The painters take their canvases and draw whatever they like on them. They then give the canvases to the Master Artist, who places each canvas into the copier and produces a copy. He then takes the copies and places them upon his canvas, gluing each into place as it should be from his notebook, in order as prescribed in the same. When a copy extends beyond his canvas, he takes the knife and cuts off the excess. Content with his work, he then takes a sticker from his box and places it on top, as also prescribed by his notebook. The Master Artist then takes his completed canvas and gives it another person, the Curator, who promptly gives the master a new canvas. The Master Artist then returns all of his apprentices' canvas to the various painters, and the process repeats.

Now while all of this is happening, the Master Artist has some assistants running around. One of them, Assistant A, runs in and out of the room, brushing dangerously close to the Curator. When he returns, he always goes straight to the Master Artist and gives him a note. Scrawled on it are such things as "left 1mm" and "key 12 down". The Master Artist looks at the note, then looks at his notebook, does some quick math, jots down a note of his own, and calls upon Assistant B. Assistant B takes the note and runs off to one of the apprentice painters to deliver it. The painter then does as he pleases with it and Assistant B returns to his post.

Sometimes, a painter will decide that he is done painting, or that he would like a larger canvas (or perhaps another canvas!). When this happens, the painter jots down a note and runs off to the Master Artist to deliver it. The Master Artist can then do what was asked, or refuse. If the painter says he is done, the Master Artist will throw that painter's canvas in the garbage and erase the line in his notebook for it. If the painter would like an additional canvas, the Master Artist can give them one, or refuse.

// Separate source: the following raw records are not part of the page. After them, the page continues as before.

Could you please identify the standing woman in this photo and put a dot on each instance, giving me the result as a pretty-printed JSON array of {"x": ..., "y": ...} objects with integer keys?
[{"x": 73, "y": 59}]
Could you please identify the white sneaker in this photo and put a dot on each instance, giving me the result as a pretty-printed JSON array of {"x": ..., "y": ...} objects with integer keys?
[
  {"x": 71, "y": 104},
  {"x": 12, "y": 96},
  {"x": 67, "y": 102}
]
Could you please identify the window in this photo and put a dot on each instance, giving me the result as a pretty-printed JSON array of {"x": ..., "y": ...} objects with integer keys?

Additionally, sometimes a new painter will enter the room, or perhaps another one of the people in the room (who was not previously a painter) will pull out a brush and request a canvas from the Master Artist.

Explanation

The people represent programs. The Master Artist represents the compositor and the various painters represent graphical applications. The Master Artist's canvas represents the framebuffer, on the computer. The Curator represents the graphics card, and each canvas brought to them is shown on screen. Since graphical applications may have multiple windows, painters may have multiple canvases, which they draw on together. The process by which the Master Artist uses his copier and knives and glue sums up bit-blitting windows to the framebuffer. The Master Arist's assistants represent communication, A representing messages from input drivers - such as the mouse and keyboard - and B representing messages from the compositor to graphical applications, particularly input events; the lack of an assistant passing messages from the painters to the Master Artist is representative of the common synchronous nature of messages from graphical apps back to the compositor (and saves the need for having many assistants to run messages for all of the various painters). The Master Artist's notebook represents the compositor's internal memory of where windows should be, as well as where things like the pointer should be. The Master Artist's box of stickers represents mouse cursors, which are usually drawn by the compositor itself, though they could simply be yet another canvas drawn by an application.

Supplement

Double Buffering

Each painter, including the Master Artist, has two canvases instead of just the one. This is true for each canvas that has been requested. Whenever the Master Artist collects one canvas, the painter continues drawing on the other.

Damage Regions / Masking

Involves more creative uses of the knife, and usually also involves keeping the canvas instead of giving it to the Curator. When the Master Artist collects the canvases, he copies only the updated portions (which are noted on a slip of paper accompanying the canvas), cutting off the rest, and places the new scraps atop their older counterparts.